# Bracket Sequence Two great friends, Eddie John and Kris Cross, are attending the Brackets Are Perfection Conference. They wholeheartedly agree with the main message of the conference and they are delighted with all the new things they learn about brackets.

One of these things is a bracket sequence. If you want to do a computation with $+$ and $\times$, you usually write it like so:

$(2 \times (2 + 1 + 0 + 1) \times 1) + 3 + 2.$

The brackets are only used to group multiplications and additions together. This means that you can remove all the operators, as long as you remember that addition is used for numbers outside any parentheses! A bracket sequence can then be shortened to

$(\; 2 \; ( \; 2 \; 1 \; 0 \; 1 \; ) \; 1 \; ) \; 3 \; 2.$

That is much better, because it saves on writing all those operators. Reading bracket sequences is easy, too. Suppose you have the following bracket sequence

$5 \; 2 \; (\; 3 \; 1 \; (\; 2 \; 2 \; ) \; ( \; 3 \; 3 \; ) \; 1 \; ).$

$5 + 2 + (\; 3 \; 1 \; (\; 2 \; 2 \; ) \; ( \; 3 \; 3 \; ) \; 1 \; ).$

You know the parentheses group a multiplication, so this is equal to

$5 + 2 + (3 \times 1 \times (\; 2 \; 2 \; ) \times ( \; 3 \; 3 \; ) \times 1).$

Then there is another level of parentheses: that groups an operation within a multiplication, so the operation must be addition.

$5 + 2 + (3 \times 1 \times (2 + 2 ) \times (3 + 3) \times 1 ) = 5 + 2 + (3 \times 1 \times 4 \times 6 \times 1) = 5+2 + 72 = 79.$

Since bracket sequences are so much easier than normal expressions with operators, it should be easy to evaluate some big ones. We will even allow you to write a program to do it for you.

Note that $(\; )$ is not a valid bracket sequence, nor a subsequence of any valid bracket sequence.

## Input

• One line containing a single integer $1\leq n\leq 3\cdot 10^5$.

• One line consisting of $n$ tokens, each being either (, ), or an integer $0\leq x < 10^9+7$. It is guaranteed that the tokens form a bracket sequence.

## Output

Output the value of the given bracket sequence. Since this may be very large, you should print it modulo $10^9+7$.

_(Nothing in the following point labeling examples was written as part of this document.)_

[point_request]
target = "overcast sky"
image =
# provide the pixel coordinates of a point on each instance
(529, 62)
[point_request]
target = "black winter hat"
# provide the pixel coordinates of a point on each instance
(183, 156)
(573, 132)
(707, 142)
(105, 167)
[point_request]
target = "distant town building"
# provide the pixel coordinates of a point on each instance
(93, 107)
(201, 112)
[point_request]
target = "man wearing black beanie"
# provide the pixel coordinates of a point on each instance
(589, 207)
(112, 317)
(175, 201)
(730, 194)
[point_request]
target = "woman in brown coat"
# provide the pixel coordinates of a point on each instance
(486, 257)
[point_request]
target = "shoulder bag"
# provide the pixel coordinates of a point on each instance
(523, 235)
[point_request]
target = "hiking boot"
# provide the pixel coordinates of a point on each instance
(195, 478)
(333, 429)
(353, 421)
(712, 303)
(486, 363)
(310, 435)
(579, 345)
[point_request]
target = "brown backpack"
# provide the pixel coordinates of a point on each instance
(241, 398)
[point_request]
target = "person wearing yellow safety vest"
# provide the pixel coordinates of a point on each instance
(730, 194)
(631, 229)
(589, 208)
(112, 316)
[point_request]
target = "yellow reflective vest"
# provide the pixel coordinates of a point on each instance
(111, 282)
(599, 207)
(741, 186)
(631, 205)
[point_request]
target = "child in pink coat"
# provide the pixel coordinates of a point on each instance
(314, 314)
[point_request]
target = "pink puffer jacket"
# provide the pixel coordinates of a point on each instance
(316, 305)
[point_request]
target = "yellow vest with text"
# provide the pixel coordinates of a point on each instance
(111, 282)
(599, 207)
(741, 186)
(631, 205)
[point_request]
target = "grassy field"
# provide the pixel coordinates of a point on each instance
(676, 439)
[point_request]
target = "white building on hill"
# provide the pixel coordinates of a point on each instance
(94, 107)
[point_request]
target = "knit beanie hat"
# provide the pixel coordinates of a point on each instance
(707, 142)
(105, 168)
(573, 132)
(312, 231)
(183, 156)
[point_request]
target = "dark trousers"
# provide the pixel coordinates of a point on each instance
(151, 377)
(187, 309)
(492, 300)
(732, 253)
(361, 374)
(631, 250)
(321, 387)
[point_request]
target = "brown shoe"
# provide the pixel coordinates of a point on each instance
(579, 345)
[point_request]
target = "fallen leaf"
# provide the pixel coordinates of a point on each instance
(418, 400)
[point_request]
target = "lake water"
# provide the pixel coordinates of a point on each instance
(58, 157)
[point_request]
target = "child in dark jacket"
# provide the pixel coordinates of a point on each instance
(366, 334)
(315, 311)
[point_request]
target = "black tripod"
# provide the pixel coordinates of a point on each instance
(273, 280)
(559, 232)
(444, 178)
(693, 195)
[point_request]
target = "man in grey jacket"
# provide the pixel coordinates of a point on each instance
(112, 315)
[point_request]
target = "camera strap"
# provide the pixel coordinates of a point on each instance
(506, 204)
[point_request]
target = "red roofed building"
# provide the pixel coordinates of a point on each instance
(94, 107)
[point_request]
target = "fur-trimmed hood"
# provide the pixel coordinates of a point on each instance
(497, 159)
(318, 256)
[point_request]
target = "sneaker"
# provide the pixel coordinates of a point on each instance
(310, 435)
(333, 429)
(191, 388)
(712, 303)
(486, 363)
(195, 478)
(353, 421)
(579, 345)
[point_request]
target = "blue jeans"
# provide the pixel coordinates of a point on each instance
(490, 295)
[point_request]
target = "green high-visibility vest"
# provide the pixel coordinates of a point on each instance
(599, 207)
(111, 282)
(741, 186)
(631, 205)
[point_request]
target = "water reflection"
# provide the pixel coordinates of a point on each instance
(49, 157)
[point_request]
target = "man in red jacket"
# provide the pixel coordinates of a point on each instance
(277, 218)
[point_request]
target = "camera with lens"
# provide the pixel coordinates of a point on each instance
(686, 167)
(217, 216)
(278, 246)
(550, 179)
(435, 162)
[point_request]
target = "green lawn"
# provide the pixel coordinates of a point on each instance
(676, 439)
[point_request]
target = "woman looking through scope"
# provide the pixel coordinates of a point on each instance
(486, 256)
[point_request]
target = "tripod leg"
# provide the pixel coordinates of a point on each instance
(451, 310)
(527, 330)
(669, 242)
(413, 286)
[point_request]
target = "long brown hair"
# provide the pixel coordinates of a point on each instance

Sample Input 1 Sample Output 1
2
2 3

5

Sample Input 2 Sample Output 2
8
( 2 ( 2 1 ) ) 3

9

Sample Input 3 Sample Output 3
4
( 12 3 )

36

Sample Input 4 Sample Output 4
6
( 2 ) ( 3 )

5

Sample Input 5 Sample Output 5
6
( ( 2 3 ) )

5

Sample Input 6 Sample Output 6
11
1 ( 0 ( 583920 ( 2839 82 ) ) )

1